No prospecto do investimento, a empresa afirma que Temer e a CBM Advogados são patronos de uma ação civil pública e cedentes do ativo, a causa reparatória de R$ 120 bilhões para 585 mil moradores de cerca de 13 municípios afetados pelo acidente causado pela Samarco.
O documento afirma que quase metade dos honorários da ação – que totalizariam cerca de R$ 1 bilhão – seriam cedidos pelos advogados e negociados na praça com um desconto de 62,45% do valor de face.
Isto resultaria em R$ 480 milhões pagos antecipadamente aos escritórios envolvidos na defesa da causa.
Para entrar no negócio, o investidor precisaria desembolsar ao menos R$ 37,5 mil para obter um retorno de 55,65% ao ano ou 4,63% ao mês. O valor é quatro vezes mais que qualquer fundo de renda fixa do mercado.
Créditos judiciais
A ação está em curso na Justiça Federal de Belo Horizonte, em Minas Gerais. A compra e venda de créditos judiciais é uma modalidade de investimento praticada cada vez mais por importantes corretoras.
Assim que a Samarco e seus controladores —a Vale e BHP— souberam da oferta da M4 ao mercado, fizeram uma denúncia à CVM, pedindo que ela fosse interrompida.
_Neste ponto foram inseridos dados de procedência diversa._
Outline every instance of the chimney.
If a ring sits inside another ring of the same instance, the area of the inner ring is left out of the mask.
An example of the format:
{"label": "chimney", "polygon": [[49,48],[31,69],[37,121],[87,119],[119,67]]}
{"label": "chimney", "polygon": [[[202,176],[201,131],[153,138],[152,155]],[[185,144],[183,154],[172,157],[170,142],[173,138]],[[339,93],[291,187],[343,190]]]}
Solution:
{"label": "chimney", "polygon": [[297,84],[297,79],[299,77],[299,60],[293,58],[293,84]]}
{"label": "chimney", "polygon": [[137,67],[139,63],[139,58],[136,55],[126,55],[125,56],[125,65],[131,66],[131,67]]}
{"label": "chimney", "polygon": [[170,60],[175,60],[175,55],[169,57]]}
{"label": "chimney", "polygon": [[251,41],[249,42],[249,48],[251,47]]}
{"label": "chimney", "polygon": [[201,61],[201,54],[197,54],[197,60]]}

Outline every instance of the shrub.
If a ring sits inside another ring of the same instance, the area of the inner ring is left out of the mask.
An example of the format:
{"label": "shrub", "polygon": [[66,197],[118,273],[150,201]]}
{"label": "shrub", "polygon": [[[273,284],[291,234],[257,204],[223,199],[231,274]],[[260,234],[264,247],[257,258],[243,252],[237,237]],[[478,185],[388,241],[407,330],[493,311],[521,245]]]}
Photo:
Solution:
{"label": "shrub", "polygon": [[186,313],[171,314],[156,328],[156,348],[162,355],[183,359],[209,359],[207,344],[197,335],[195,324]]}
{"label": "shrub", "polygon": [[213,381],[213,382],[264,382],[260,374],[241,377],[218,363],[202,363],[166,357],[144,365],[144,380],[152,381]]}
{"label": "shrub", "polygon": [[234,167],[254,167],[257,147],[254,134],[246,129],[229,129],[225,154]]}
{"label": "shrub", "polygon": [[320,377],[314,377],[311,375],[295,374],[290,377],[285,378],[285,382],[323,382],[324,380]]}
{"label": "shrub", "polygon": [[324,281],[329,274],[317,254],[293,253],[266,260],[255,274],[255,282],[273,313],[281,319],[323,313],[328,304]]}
A suspensão, no entanto, ainda não foi determinada.
Com o desastre ambiental provocado pelo estouro de uma barragem, em 2015, a Samarco fechou um acordo com autoridades públicas e as vítimas passaram a receber indenizações por meio de um processo conduzido pela Renova, instituição independente criada com aval do Ministério Público para gerenciar o problema.
Na época, ficou acertado que qualquer ação judicial de caráter indenizatório só poderá ser paga via Renova.
Temer
As quatro associações representadas por Temer somam praticamente toda a população já contemplada pela Renova, o que levanta dúvidas sobre o sucesso da ação civil pública movida por elas.
Por meio de assessoria, o ex-presidente confirmou a parceria na ação civil pública e recomendou que o advogado Diego Carvalho, da CBM Advogados, falasse sobre o caso.
Em entrevista à Folha de S. Paulo, Carvalho afirmou que a ação se deve à inércia da Renova, que, segundo ele, ignora os danos causados à população pelo uso na água de tanfloc, substância cancerígena usada na mineração, desde 2016.
O advogado disse ser ele próprio o autor (patrono) da ação e ter contatado Temer no primeiro semestre de 2022, pela sua capacidade de negociação e visibilidade para a causa.
A M4 teria procurado seu escritório em 2023, após o ingresso do ex-presidente na causa.
“Foi comigo que eles assinaram um contrato para a negociação dos ativos. O presidente Temer não é o patrono da causa.”, alega.
O advogado disse que sua relação com o ex-presidente é de substabelecimento – Temer atuaria por meio de procuração.
Carvalho não quis revelar as condições de remuneração pactuadas porque o contrato está protegido por sigilo e sobre a M4, afirmou ter sido procurado pela empresa que ofereceu um ativo “que nada tem de ilegal” e segue a legislação vigente.
“Se a M4 atuou de forma irregular no mercado, isso não posso dizer”, disse Carvalho.
Procurado, o dono da M4, Paulo Rogério Barbosa da Silva, não respondeu aos contatos da reportagem da Folha.
Consultadas, Samarco, Vale e BHP não quiseram comentar.